Fig 8. Neuroactive ligand receptor interaction pathway (path:hsa04080) obtained from KEGG database.

The mapped genes corresponding to CHRM, ADR, DRD, PTGER, CHRN and TRPV1 are marked in yellow.

Fig 9. Potential DPC-PTN network.

DPC (blue rhombus) stands for Drugabble PhytoChemicals from P. longum and PTN (red triangle) stands for Protein Targets selected from Neuroactive-ligand interaction pathway (path:hsa04080). 11 potential protein targets (covering 6 gene classes) for neurological disease and disorders from “path:hsa04080” are regulated by 14 potential drug-like phytochemicals of P. longum. Edge of the network represents the possible regulatory phytochemical partner for each protein target. Proteins are grouped according to their gene class. Three gene classes corresponding to adrenergic receptor (ADA), Muscarinic acetyl choline receptor (CHRM) and Dopamine receptor (DRD) constitute multiple proteins, while remaining three corresponding to Transient receptor potential cation channel subfamily V member 1 (TrpV1), Prostaglandin E receptor 1 (PTGER1) and Cholinergic receptor nicotinic alpha7 subunit (CHRNA7) are specific for a particular protein.

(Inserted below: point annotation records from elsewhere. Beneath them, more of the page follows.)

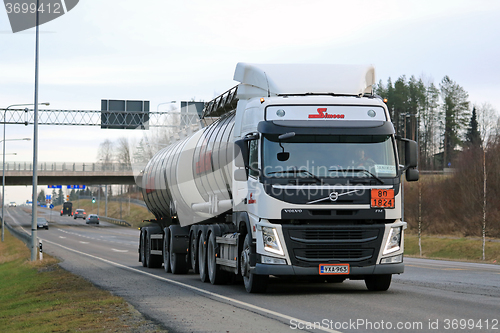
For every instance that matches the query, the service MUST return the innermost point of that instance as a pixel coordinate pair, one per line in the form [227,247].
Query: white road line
[228,299]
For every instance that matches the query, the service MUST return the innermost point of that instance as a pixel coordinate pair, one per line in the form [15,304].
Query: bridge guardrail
[114,221]
[62,166]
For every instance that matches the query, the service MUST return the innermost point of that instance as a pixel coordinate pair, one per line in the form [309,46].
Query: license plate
[331,269]
[382,198]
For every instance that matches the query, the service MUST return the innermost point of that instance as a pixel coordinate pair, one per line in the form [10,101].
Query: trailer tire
[378,282]
[202,257]
[178,261]
[142,248]
[215,274]
[193,252]
[253,283]
[154,261]
[166,251]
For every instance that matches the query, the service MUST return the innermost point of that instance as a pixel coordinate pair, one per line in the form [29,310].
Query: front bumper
[265,269]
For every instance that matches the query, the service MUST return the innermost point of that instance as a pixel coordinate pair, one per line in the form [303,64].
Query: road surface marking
[263,311]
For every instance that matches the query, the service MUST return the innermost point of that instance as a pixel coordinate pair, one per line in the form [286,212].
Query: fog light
[271,240]
[394,241]
[392,260]
[272,261]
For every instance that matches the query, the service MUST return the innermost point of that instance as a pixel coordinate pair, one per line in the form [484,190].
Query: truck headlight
[393,242]
[272,261]
[271,240]
[392,260]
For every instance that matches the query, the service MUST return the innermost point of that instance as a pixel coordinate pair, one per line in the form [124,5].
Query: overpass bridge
[64,173]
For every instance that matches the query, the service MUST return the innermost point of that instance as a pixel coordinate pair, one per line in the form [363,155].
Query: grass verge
[42,297]
[452,248]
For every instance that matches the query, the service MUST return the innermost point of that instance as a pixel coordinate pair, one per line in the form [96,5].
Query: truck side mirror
[412,175]
[240,175]
[241,154]
[411,154]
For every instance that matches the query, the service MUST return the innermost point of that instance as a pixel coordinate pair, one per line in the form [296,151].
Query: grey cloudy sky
[174,50]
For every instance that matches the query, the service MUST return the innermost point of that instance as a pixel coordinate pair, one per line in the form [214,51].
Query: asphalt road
[431,296]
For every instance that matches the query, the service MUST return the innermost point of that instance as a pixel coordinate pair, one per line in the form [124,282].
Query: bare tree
[105,153]
[123,151]
[487,119]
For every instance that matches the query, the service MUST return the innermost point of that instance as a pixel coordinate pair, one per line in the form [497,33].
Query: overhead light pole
[3,169]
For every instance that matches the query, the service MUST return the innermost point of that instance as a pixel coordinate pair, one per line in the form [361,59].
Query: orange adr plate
[382,198]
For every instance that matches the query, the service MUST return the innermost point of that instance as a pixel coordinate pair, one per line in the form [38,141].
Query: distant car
[79,213]
[92,218]
[41,222]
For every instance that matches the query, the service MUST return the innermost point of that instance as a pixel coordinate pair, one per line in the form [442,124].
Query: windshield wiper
[359,170]
[295,170]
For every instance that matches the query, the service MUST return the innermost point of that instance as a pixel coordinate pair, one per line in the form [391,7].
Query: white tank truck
[298,174]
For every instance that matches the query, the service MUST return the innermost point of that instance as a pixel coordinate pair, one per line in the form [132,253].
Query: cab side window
[253,158]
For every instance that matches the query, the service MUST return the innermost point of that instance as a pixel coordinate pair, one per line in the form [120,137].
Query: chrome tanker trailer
[298,174]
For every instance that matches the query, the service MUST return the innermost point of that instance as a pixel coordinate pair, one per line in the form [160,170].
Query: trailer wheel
[378,282]
[154,261]
[178,263]
[215,274]
[202,258]
[143,250]
[193,252]
[253,283]
[166,251]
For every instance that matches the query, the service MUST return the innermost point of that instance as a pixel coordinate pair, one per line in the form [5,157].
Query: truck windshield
[331,156]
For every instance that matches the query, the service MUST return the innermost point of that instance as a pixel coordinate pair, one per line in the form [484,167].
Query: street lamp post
[3,169]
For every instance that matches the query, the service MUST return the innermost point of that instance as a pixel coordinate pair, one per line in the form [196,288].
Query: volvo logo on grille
[333,196]
[292,210]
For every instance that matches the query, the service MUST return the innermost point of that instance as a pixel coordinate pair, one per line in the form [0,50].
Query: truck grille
[309,246]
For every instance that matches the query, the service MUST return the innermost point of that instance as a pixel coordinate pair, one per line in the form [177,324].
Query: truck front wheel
[253,283]
[378,282]
[215,274]
[166,251]
[202,257]
[143,249]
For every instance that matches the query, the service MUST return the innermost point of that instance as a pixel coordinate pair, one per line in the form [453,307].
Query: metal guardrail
[22,236]
[63,166]
[87,118]
[115,221]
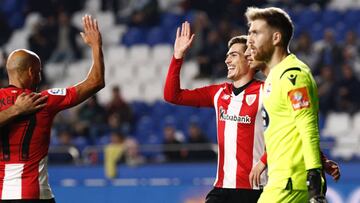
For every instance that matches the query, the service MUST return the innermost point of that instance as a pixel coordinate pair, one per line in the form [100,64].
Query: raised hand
[183,40]
[255,174]
[91,34]
[29,103]
[332,168]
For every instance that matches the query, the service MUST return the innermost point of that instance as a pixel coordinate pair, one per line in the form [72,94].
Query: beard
[264,53]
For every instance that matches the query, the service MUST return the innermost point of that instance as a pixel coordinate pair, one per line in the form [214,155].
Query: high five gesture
[183,40]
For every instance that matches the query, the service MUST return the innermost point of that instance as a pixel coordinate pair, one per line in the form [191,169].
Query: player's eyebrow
[233,52]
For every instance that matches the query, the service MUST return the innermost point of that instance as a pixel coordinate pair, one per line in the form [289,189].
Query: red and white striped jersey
[24,145]
[239,124]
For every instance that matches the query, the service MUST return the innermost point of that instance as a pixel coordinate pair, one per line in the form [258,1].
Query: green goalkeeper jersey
[291,120]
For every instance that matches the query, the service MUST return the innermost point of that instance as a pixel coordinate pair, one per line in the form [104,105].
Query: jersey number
[25,139]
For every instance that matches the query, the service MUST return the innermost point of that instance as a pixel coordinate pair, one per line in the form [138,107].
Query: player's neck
[18,83]
[278,55]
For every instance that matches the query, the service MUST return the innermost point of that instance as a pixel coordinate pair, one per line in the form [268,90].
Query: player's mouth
[231,68]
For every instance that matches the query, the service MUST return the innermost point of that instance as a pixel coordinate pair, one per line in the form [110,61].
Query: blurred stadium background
[129,117]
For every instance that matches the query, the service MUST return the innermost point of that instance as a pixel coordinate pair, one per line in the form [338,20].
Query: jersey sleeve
[174,94]
[300,94]
[60,98]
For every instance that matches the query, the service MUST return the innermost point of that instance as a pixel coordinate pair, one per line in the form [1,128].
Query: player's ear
[276,38]
[30,72]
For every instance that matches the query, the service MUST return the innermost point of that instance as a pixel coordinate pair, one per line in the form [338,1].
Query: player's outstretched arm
[183,40]
[95,79]
[24,104]
[330,167]
[255,174]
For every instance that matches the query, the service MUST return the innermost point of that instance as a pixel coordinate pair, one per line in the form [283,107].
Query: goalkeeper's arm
[315,187]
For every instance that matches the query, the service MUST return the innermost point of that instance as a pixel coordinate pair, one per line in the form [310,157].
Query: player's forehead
[257,24]
[237,48]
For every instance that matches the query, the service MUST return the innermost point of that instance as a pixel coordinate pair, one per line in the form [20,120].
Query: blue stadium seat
[351,17]
[103,140]
[307,17]
[170,20]
[156,35]
[340,31]
[317,31]
[134,36]
[80,142]
[330,17]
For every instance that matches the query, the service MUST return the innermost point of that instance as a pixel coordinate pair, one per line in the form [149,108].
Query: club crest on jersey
[225,97]
[268,89]
[299,98]
[240,119]
[250,99]
[57,91]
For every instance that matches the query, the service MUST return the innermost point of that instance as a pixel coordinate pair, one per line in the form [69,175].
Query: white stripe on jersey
[230,142]
[12,181]
[216,99]
[45,190]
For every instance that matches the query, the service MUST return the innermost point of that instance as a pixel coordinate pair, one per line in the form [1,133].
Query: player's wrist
[178,55]
[314,183]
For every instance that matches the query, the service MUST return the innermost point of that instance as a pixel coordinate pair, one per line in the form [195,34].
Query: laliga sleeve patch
[299,98]
[57,91]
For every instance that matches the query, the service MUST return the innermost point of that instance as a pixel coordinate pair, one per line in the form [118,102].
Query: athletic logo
[57,91]
[299,98]
[225,97]
[240,119]
[250,99]
[265,117]
[267,89]
[292,79]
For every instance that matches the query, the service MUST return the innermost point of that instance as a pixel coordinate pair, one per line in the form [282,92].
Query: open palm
[183,40]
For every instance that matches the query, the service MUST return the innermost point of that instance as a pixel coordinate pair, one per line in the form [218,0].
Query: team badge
[267,89]
[57,91]
[299,98]
[225,97]
[250,99]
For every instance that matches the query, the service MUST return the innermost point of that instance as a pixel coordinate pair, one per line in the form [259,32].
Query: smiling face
[236,62]
[260,40]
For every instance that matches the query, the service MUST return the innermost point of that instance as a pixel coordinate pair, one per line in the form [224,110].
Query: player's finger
[87,23]
[251,179]
[186,28]
[191,39]
[22,94]
[257,182]
[178,32]
[35,97]
[84,24]
[182,29]
[92,23]
[40,106]
[96,25]
[41,100]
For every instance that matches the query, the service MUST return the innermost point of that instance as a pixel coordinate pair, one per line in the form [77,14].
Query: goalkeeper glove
[314,186]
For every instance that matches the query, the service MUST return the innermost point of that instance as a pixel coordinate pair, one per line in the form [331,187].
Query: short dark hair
[241,39]
[274,17]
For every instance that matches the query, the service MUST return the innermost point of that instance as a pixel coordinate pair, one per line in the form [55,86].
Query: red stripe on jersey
[2,174]
[221,145]
[244,153]
[30,182]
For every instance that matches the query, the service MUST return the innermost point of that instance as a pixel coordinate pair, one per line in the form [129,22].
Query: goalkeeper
[290,111]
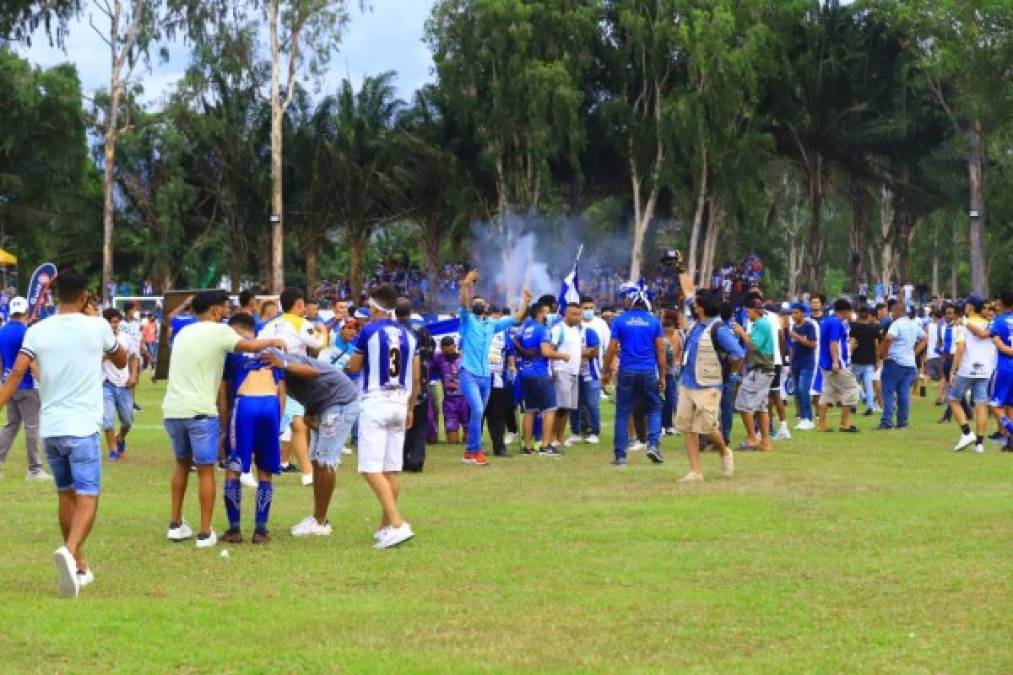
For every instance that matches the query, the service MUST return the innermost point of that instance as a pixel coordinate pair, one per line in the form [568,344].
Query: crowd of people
[269,387]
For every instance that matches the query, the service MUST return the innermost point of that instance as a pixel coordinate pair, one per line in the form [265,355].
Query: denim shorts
[195,437]
[979,387]
[333,429]
[76,463]
[539,393]
[117,402]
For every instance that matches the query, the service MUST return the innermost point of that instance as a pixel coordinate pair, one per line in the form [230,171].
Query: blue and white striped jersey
[388,349]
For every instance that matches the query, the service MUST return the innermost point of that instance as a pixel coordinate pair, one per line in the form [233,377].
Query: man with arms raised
[68,350]
[190,405]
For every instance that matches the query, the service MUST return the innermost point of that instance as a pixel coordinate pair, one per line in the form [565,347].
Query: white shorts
[381,435]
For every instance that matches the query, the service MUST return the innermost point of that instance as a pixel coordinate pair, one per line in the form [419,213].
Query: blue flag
[569,294]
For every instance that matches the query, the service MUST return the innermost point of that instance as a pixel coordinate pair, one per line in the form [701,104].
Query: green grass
[835,552]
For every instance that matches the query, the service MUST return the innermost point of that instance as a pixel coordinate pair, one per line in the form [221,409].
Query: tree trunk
[814,264]
[311,252]
[976,233]
[887,217]
[357,255]
[860,209]
[277,272]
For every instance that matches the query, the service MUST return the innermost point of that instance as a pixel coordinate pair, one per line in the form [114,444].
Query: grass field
[835,552]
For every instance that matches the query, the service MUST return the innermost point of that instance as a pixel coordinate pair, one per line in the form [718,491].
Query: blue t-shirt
[11,336]
[533,335]
[801,356]
[1002,327]
[476,340]
[238,366]
[833,329]
[635,330]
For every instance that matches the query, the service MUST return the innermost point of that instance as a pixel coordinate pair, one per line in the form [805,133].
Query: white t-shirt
[118,377]
[297,332]
[979,360]
[68,350]
[568,340]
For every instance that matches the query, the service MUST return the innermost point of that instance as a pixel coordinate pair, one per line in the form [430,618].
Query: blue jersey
[833,329]
[533,335]
[11,336]
[388,350]
[238,366]
[1002,327]
[635,330]
[179,322]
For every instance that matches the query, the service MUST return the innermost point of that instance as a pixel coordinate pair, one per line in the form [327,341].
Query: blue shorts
[333,428]
[253,434]
[117,402]
[76,463]
[539,393]
[979,387]
[1002,389]
[196,438]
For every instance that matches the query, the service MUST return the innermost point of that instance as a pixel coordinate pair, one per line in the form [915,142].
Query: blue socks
[233,498]
[264,495]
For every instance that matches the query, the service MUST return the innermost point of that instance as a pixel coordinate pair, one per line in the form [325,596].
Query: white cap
[18,305]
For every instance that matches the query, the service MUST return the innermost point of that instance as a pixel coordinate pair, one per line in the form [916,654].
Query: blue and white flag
[569,293]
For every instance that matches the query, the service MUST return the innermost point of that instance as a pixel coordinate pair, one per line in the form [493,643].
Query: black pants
[499,417]
[414,438]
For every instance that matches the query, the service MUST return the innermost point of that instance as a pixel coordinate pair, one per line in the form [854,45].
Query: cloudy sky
[388,38]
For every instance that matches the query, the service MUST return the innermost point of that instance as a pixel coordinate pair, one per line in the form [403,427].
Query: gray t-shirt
[332,387]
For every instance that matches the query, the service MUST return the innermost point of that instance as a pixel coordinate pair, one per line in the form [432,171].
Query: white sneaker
[965,440]
[208,542]
[309,527]
[180,533]
[85,578]
[394,536]
[66,573]
[727,464]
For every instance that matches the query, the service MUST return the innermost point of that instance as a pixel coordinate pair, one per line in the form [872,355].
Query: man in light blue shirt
[904,339]
[477,331]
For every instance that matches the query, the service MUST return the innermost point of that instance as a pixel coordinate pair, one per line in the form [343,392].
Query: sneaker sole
[66,575]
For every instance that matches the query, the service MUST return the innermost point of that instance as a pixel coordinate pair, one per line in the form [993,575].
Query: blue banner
[39,290]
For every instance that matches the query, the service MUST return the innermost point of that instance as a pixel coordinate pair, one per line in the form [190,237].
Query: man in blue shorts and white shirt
[386,354]
[189,409]
[68,350]
[23,407]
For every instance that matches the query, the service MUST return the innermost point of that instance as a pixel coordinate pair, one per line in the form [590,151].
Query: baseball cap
[18,305]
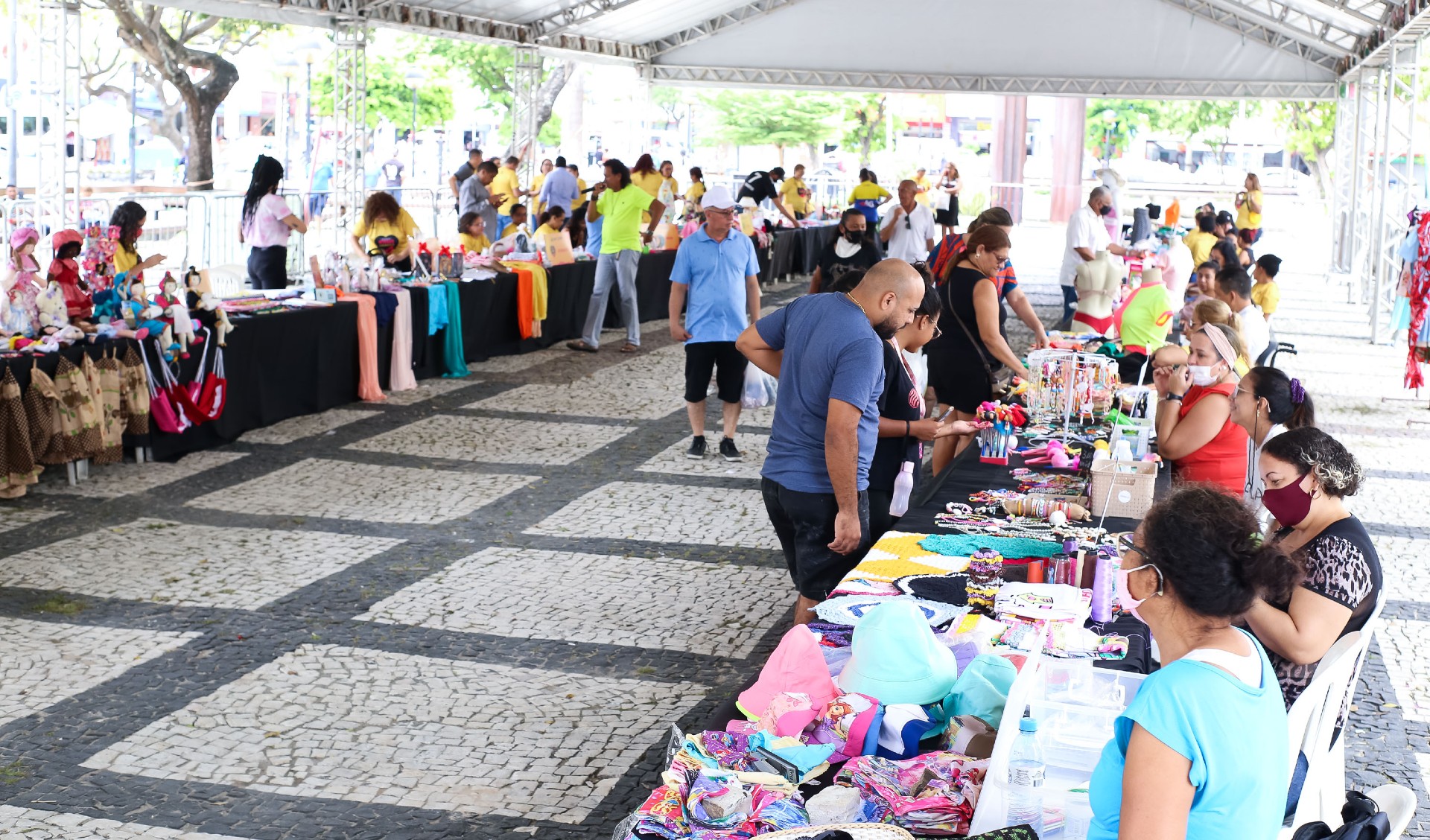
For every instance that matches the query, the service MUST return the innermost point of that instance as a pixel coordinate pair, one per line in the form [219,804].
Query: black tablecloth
[278,366]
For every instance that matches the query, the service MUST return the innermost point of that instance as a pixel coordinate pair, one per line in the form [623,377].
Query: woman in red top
[1195,427]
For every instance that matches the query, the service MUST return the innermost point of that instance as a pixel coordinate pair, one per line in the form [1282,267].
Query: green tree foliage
[390,96]
[777,118]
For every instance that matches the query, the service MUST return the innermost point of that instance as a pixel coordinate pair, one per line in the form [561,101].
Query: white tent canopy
[1198,49]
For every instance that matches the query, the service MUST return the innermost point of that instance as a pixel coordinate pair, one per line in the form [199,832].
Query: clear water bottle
[903,489]
[1026,771]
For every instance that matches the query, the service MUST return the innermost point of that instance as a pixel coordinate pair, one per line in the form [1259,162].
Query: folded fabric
[897,659]
[983,689]
[965,544]
[795,666]
[929,795]
[853,609]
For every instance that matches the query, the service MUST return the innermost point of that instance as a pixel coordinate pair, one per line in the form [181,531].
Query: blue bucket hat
[897,659]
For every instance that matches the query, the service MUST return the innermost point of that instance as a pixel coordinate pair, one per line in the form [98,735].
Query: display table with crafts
[900,703]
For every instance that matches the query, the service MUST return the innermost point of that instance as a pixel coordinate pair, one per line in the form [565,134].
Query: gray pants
[617,269]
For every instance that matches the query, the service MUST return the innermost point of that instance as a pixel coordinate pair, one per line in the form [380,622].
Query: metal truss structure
[351,119]
[62,146]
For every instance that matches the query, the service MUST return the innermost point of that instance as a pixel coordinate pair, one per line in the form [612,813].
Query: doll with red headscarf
[65,270]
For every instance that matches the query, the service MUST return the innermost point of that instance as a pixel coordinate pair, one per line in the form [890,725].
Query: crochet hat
[897,658]
[22,235]
[797,666]
[63,238]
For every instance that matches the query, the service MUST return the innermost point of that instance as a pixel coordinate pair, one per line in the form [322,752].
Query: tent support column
[351,121]
[1010,150]
[527,93]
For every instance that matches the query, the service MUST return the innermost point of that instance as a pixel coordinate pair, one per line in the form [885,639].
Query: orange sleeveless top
[1223,460]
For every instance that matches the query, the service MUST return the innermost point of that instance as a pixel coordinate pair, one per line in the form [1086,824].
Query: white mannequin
[1097,284]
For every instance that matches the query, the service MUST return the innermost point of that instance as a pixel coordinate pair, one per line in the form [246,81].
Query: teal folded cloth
[1010,547]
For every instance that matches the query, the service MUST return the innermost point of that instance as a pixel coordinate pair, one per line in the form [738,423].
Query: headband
[1220,342]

Fig 10. Hydrophobic interactions and hydrogen bonding between PL6 and its targets.

Two dimensional representation of interaction observed between PL6 and its interacting proteins listed in Table 5. (A) Ligplot⁺ analysis of the docked complex of PL6 and P14416: Dopamine receptor DRD2. (B) Ligplot⁺ analysis of the docked complex of PL6 and P53462: Dopamine receptor DRD3. (C) Ligplot⁺ analysis of the docked complex of PL6 and Q8NER1 (TrpV1). Protein residues involved in hydrophobic interactions are represented as arcs and hydrogen bonding with dashed lines.